Para ilustrar a gravidade da questão, em 2019, durante o primeiro semestre, os homicídios somavam 173. No mesmo período de 2023, o número de mortes violentas foi de 187, três a menos que em 2022, quando se contabilizou 190. O próprio Heber ressaltou que, embora haja uma ligeira queda, é falsa a noção de que houve um aumento descontrolado dos homicídios.

A influência do tráfico de drogas nos homicídios

De acordo com os dados apresentados pelo ministro do interior, os homicídios são mais frequentes nas regiões de Montevidéu e Canelones, áreas de maior densidade populacional no país. Além disso, cerca de 52% das mortes estão ligados a grupos criminosos, sendo tais grupos majoritariamente relacionados ao tráfico de drogas.

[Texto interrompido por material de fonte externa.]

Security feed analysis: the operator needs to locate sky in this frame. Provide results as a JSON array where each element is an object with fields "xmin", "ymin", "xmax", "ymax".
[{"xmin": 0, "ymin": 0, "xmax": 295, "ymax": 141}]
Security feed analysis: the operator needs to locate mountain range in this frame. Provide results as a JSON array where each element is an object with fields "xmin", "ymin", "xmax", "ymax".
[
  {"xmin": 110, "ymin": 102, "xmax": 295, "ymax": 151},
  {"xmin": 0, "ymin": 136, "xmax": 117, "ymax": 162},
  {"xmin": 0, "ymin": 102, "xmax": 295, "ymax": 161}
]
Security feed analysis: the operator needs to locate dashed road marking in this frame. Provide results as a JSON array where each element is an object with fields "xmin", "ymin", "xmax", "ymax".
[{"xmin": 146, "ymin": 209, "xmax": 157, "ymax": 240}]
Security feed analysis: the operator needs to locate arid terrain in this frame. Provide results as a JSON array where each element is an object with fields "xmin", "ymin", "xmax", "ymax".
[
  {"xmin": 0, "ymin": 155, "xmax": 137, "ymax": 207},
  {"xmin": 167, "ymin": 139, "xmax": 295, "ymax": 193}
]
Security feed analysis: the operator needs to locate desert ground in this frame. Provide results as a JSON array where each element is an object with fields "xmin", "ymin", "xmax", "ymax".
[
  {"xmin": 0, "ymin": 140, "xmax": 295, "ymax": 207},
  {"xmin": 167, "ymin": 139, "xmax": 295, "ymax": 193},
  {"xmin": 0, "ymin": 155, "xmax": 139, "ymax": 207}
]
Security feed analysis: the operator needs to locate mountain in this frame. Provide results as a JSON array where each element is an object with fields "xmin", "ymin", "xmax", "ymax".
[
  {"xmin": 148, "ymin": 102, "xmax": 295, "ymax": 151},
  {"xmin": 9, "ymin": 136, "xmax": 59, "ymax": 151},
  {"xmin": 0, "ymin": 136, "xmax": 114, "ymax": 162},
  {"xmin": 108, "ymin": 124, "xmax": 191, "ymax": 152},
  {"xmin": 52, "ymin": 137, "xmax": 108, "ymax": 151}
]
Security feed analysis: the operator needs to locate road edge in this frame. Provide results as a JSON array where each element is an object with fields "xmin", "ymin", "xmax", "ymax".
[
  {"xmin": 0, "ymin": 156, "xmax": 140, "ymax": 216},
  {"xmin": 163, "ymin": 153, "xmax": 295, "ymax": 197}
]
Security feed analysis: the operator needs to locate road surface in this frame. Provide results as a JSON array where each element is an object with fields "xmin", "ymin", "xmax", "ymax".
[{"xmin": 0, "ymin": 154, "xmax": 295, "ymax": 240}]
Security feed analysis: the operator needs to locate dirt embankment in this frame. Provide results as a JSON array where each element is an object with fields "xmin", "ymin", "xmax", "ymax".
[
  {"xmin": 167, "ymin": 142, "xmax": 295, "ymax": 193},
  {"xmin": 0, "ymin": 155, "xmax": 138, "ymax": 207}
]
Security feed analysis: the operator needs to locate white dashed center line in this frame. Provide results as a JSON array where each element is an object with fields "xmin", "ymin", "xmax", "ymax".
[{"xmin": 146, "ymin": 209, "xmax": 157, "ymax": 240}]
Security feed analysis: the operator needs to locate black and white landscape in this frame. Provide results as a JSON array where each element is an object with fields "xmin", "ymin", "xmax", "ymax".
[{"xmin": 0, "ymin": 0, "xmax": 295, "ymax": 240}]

O aumento de outros crimes no Uruguai

No Uruguai, além das preocupações com crimes violentos, também foi registrado um aumento na incidência de roubos em comparação com o ano de 2022, embora os delitos de furto e roubo de gado tenham diminuído. Além disso, as denúncias de violência doméstica também aumentaram consideravelmente, sendo um desafio para contabilização, já que muitas mulheres estão se sentindo mais encorajadas a reportar tais situações, conforme apontado por Heber.

Esse contexto levou à oposição no parlamento a questionar o ministro do Interior em julho passado, porém, os votos dos legisladores da coalizão do governo impediram uma moção de censura. A questão da segurança pública no Uruguai continua sendo debatida, buscando estratégias mais efetivas para interromper o ciclo de violência.